The strangest thing about the recent shutdown fight in Congress is that a quarrel ostensibly about health-care subsidies failed to stir any real debate about health-care reform. Washington prefers not to open that can of worms. The fact remains, this system’s defects weren’t just the proximate cause of the past month’s paralysis. They also help drive the country’s deeper political and fiscal dysfunction.
Democrats refused to keep the government running unless so-called enhanced Affordable Care Act subsidies — introduced in 2021 in response to the pandemic and scheduled to expire at the end of this year — were extended. Letting the additional subsidies disappear would raise the cost of insurance for many Americans and impose especially steep increases on families making between 400% and 500% of the poverty line (that is, between $129,000 and $161,000).
The income-related cutoff in the original ACA was too abrupt. Restoring it now that premiums are much higher than four years ago is harsh and disruptive. It would doubtless cause many families who suddenly found themselves on the wrong side of the subsidy cliff to go uninsured. So yes, this needs fixing. Two problems. Permanently extending the pandemic enhancement would cost about $350 billion over 10 years — $350 billion that the government doesn’t have.
Also, making this patch of the ACA a condition for keeping the government running doesn’t seem all that, you know, democratic, given that Democrats issued their ultimatum in defiance of the White House and majorities in both houses of Congress: “Mend our broken health reform, or we shut Washington down.” Who could refuse?
Both parties are muddled. The Democrats’ position is that Obamacare was a historic triumph — but letting it revert to its pre-pandemic design will cause great suffering. The Republicans’ position is that it was a historic error — but they’ve no idea how to correct it. Congresswoman Marjorie Taylor Greene says her party should “start formulating” a plan. What has it been doing for the past 15 years? House Speaker Mike Johnson says he’s got “notebooks full of ideas.” I think he means notebooks full of excuses. A short-term fix for the abrupt increase in post-subsidy premiums is indeed likely: Republicans will want the issue to go away between now and the mid-terms. But a tweak is all it will be. Every few decades, battles over this issue show how difficult real health-care reform is. Even Obamacare — “a big (expletive deleted) deal,” as somebody once said — was very far from comprehensive reform.

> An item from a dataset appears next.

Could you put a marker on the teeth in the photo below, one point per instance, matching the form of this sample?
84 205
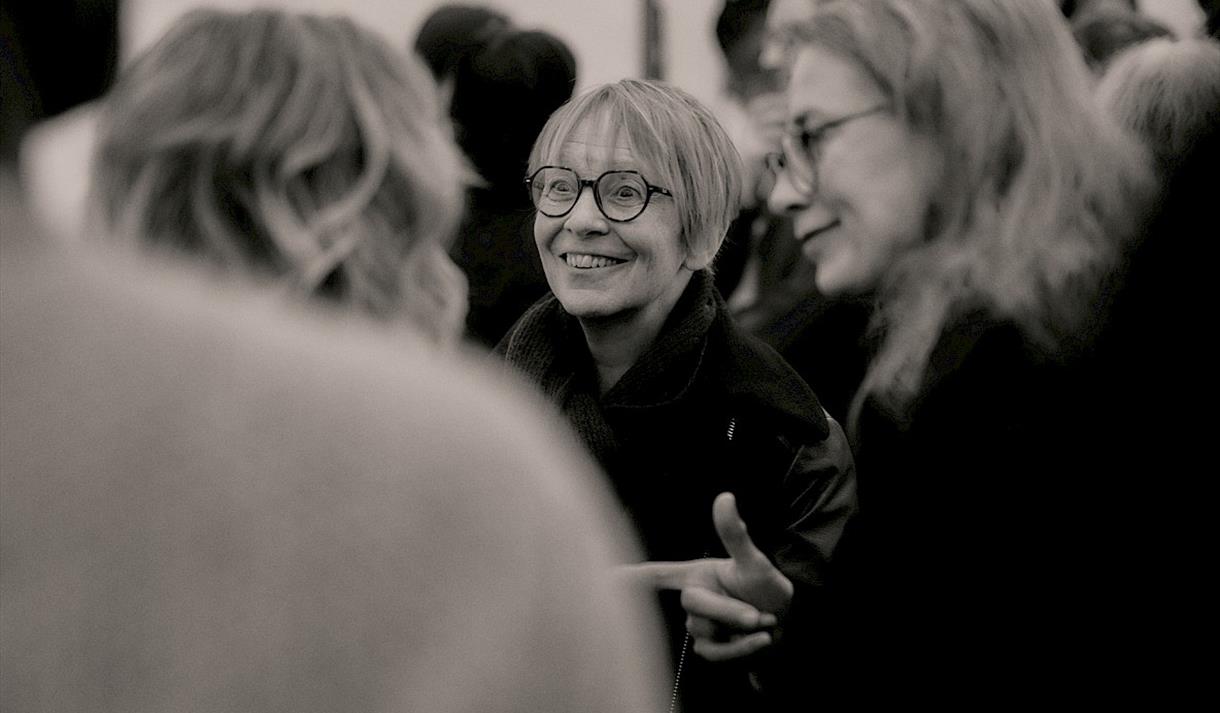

But grappling with the root causes of dysfunction is what’s needed; sooner or later it will happen, or else this ludicrous system might tank the entire economy.
These points are familiar but bear repeating: Health spending in the US stands at 17% of gross domestic product and the trend is upward. Comparable countries spend an average of 11%. (In dollar terms, the US spends more than twice as much per capita on health as the UK, even though Britain’s NHS provides universal coverage.) In return for colossal, ever-increasing public and private outlays, Americans on most measures get worse results, and millions of them are left under-insured or uninsured. Providers and insurers are paid too much. The system purports to be market-based. It isn’t. Pricing is opaque and the competitive pressures that deliver cost-effectiveness in other industries are almost entirely absent.
Anxiety over the cost and complexity of health care and the attendant threat of financial ruin is pervasive. It’s part of the economic insecurity that fuels political disenchantment and partisan polarisation. The growing fiscal burden will eventually be insupportable. Given all that, the system’s resilience is impressive. The critical ingredient, without doubt, is its reliance on tax-sheltered employer-provided insurance. First adopted as a way to evade wage controls (talk about unintended consequences) during World War II, it has deluded tens of millions of Americans into thinking their health care is free — and they won’t stand for this precious gift being taken away.
In fact, of course, they’re paying for it in the form of much lower wages. But the system draws a veil over costs to users, enabling systemic inefficiencies, empowering rent-seekers and guaranteeing that any serious efforts at reform will be unpopular.